After a very helpful Zoom screen sharing session with Adam Taylor, it turns out that there are a couple of oddities when dealing with a real incoming video stream, as opposed to the on generated by IP such as the Test Pattern Generator. The TPG creates a nice clean stream of pixel data. HDMI however, tends to come in irregular bursts. It seems that these burst weren't quite stable enough for the AXI4-Stream to Video Out to get a lock and to push data out on its vid_io_out port. Connecting the onboard LEDs showed that locked remained low and underflow was worryingly high. Increasing the hysteresis (i.e. buffering) in this piece of IP finally gave some output although this tended to flicker out to a blank screen every few seconds. Al least I now had something coming through. Another little quirk is that if you use a Stream Broadcaster then neither output gets any data if one of the isn't accepting input. In this case, until you call readframe() in Pynq, the video out will also receive no data.

 

Unfortunately this flickering screen was the best I could get. I tried varying the hysteresis. I tried adding an AXI4 FIFO IP but at best this slightly lengthened the time before flickering to black. Making any other changes - including adding the Scoreboard IP I'd created - only created instability in the output video stream.

 

Taking a look at some video processing projects for the Zybo Z7, it seems that the way to go is to load frames into memory using DMA - as we're doing here for Pynq's benefit - and to restream these out again from RAM. I assume that way any little gaps are managed by showing the relevant part of the previous frame. The  FPGA dream of manipulating pixels on the fly is a little unrealistic.

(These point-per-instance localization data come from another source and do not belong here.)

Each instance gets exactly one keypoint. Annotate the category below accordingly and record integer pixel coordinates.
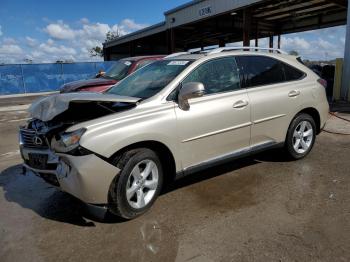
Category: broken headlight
(67, 141)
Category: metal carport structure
(203, 23)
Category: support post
(221, 43)
(345, 87)
(132, 48)
(271, 41)
(171, 41)
(257, 35)
(247, 19)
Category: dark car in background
(117, 72)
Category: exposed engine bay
(52, 115)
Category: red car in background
(117, 72)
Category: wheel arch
(164, 153)
(313, 112)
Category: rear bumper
(86, 177)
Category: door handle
(294, 93)
(240, 104)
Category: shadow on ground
(31, 192)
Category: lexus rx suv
(173, 117)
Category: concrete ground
(262, 208)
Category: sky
(49, 30)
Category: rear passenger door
(274, 94)
(218, 123)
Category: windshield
(119, 70)
(150, 79)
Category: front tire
(137, 186)
(301, 136)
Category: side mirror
(188, 91)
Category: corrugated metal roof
(153, 29)
(183, 6)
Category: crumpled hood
(76, 85)
(47, 108)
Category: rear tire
(137, 186)
(301, 136)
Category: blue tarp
(33, 78)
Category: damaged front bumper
(86, 177)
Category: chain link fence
(33, 78)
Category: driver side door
(217, 125)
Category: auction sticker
(178, 62)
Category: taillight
(322, 82)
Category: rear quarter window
(259, 70)
(291, 73)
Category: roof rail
(227, 48)
(231, 48)
(177, 54)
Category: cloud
(31, 42)
(60, 31)
(84, 20)
(10, 49)
(11, 53)
(9, 41)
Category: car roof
(198, 56)
(138, 58)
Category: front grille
(30, 138)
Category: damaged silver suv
(171, 118)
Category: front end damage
(56, 155)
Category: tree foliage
(98, 50)
(293, 52)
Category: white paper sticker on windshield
(177, 62)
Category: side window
(260, 70)
(292, 73)
(143, 63)
(219, 75)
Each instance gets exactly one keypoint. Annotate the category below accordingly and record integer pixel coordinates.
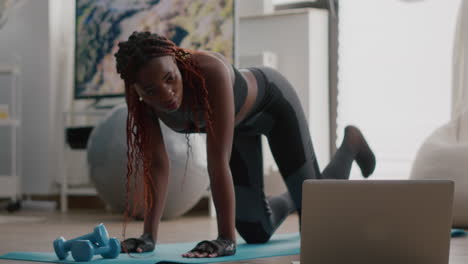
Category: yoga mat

You can read them that way, you can generate them that way, but being the "man in the middle" requires a big chunk of RAM as a safety net.

 

Conclusion

Well, this project has in some ways been a failure and in others a success. I failed to create the live Pong-like scoring for my boys' real-life tennis game. (Luckily I never told them what I was doing so no promises were broken and no children disappointed.) In that respect I can be classed as a fail.

 

However, there was nobody waiting for this project. There's no disappointed customer. As far as I'm concerned the real purpose of this project was to increase my understanding of both Pynq and embedded video processing. This has certainly been a success. I learned a lot about Pynq. In some ways I like Pynq. On the flip side, I find that the increase in the time taken to run newly synthesized IP is a disadvantage over using a simple C program in Vivado SDK. Creating the bistream takes long enough but when you then have to copy it over, restart the kernel, sometimes restart the Pynq device, it takes even longer. I've learned a lot about OpenCV - including the fact that I find this less compelling than the FPGA side of things.

 

What I feel is most significant is that I've also found a much better understanding of Vivado HLS, and creating your own IP for use in Vivado. I have run through this before when road testing the Zybo Z7 but that did at times feel a little like following some instructions without understanding them - especially some of the directives. I'm definitely going to revisit that and the Pcam 5C. I also had to find out a lot more about the intricacies of creating a block design, including a better understanding of clocking and the use AXI to control and address IP.

 

So, this project has been enjoyable, frustrating, surprising, but certainly educational. Regardless of the disappointing final result, I can't help but feel pleased to have done it. In the end, that's all that really matters.